Un Tribunal de Sentencia condenó a 10 años de pena privativa de libertad a Lourdes Ramírez de Ramos, tras ser hallada culpable de los hechos punibles de apología del delito, atentado contra la existencia del Estado y atentado contra el orden constitucional. La condena fue obtenida por el agente fiscal Federico Delfino, titular de la Unidad Penal Especializada en Hechos Punibles contra la Libertad de las Personas y Terrorismo.

Durante el desarrollo del juicio oral y público, el representante del Ministerio Público presentó diversas pruebas que, según la resolución judicial, permitieron demostrar la participación de la acusada en los hechos investigados. Tras el análisis de las evidencias y los argumentos expuestos por las partes, el Tribunal resolvió dictar una sentencia condenatoria e imponer una pena de diez años de prisión.

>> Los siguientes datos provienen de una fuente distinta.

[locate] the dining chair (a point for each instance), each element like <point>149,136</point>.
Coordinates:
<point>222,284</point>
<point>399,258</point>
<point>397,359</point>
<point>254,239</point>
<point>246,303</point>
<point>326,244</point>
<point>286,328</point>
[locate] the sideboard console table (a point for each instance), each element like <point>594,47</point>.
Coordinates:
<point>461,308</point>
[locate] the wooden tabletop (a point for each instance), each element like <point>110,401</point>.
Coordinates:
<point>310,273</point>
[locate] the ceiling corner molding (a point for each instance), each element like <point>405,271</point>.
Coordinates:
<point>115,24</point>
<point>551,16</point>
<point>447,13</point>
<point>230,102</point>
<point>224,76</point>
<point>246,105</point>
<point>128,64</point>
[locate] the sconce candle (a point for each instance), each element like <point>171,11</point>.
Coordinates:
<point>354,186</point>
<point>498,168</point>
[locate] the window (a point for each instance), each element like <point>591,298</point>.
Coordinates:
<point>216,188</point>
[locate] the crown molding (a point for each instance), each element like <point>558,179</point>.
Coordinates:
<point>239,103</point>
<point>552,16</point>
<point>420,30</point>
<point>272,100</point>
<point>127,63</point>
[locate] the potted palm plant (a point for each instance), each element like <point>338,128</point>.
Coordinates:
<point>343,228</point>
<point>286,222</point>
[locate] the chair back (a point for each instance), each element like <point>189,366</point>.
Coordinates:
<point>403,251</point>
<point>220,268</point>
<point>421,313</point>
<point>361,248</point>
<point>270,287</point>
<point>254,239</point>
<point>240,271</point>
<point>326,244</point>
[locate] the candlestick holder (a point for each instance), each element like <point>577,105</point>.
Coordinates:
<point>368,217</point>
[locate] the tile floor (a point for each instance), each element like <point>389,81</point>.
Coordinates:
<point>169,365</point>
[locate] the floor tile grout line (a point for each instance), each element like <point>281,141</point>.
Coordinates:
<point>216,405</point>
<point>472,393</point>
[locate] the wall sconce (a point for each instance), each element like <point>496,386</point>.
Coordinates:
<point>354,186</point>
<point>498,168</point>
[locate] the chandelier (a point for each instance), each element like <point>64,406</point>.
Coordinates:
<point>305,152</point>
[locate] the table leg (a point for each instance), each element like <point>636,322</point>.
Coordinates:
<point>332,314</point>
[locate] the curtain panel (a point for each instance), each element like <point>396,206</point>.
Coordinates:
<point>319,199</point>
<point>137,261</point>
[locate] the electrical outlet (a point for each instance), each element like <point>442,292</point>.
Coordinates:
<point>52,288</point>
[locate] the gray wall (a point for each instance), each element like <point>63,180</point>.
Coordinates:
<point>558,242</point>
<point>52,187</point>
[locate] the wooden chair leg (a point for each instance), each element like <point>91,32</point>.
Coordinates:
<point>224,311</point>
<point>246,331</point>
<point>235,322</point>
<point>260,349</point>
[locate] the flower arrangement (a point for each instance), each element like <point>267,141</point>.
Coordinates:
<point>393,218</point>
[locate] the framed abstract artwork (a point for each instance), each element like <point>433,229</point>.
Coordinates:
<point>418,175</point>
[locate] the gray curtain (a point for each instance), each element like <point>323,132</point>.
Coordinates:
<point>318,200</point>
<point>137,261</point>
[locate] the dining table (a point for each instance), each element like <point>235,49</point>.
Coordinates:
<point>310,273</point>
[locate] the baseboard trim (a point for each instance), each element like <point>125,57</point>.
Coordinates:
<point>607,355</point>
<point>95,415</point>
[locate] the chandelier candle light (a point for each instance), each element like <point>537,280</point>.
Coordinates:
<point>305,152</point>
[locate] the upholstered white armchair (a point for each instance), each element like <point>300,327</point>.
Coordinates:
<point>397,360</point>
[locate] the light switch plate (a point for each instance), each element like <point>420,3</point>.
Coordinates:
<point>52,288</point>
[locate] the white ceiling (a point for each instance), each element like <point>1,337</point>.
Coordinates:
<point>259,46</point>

Según los antecedentes de la causa, la investigación se originó a partir de la difusión de un video en enero de 2014, en el que aparecía la ahora condenada junto a integrantes del autodenominado Ejército del Pueblo Paraguayo (EPP). En dicho material audiovisual, el grupo realizaba un llamamiento en el que reivindicaba la lucha de clases como medio para acceder al poder e instaurar un gobierno de los pobres, además de emitir expresiones dirigidas contra las autoridades nacionales legítimamente constituidas.

La Fiscalía sostuvo durante el proceso que la participación de Ramírez de Ramos en ese material configuró conductas tipificadas en la legislación penal paraguaya, por lo que impulsó la acusación que finalmente derivó en la condena.

Con esta resolución, el Tribunal dio por concluida una etapa del proceso judicial, aunque la sentencia aún podrá ser objeto de los recursos previstos por la legislación vigente. El Ministerio Público destacó la importancia de la decisión judicial en el marco de la persecución de hechos que atentan contra el orden constitucional y la seguridad del Estado, reafirmando su compromiso con la aplicación de la ley y el respeto al debido proceso.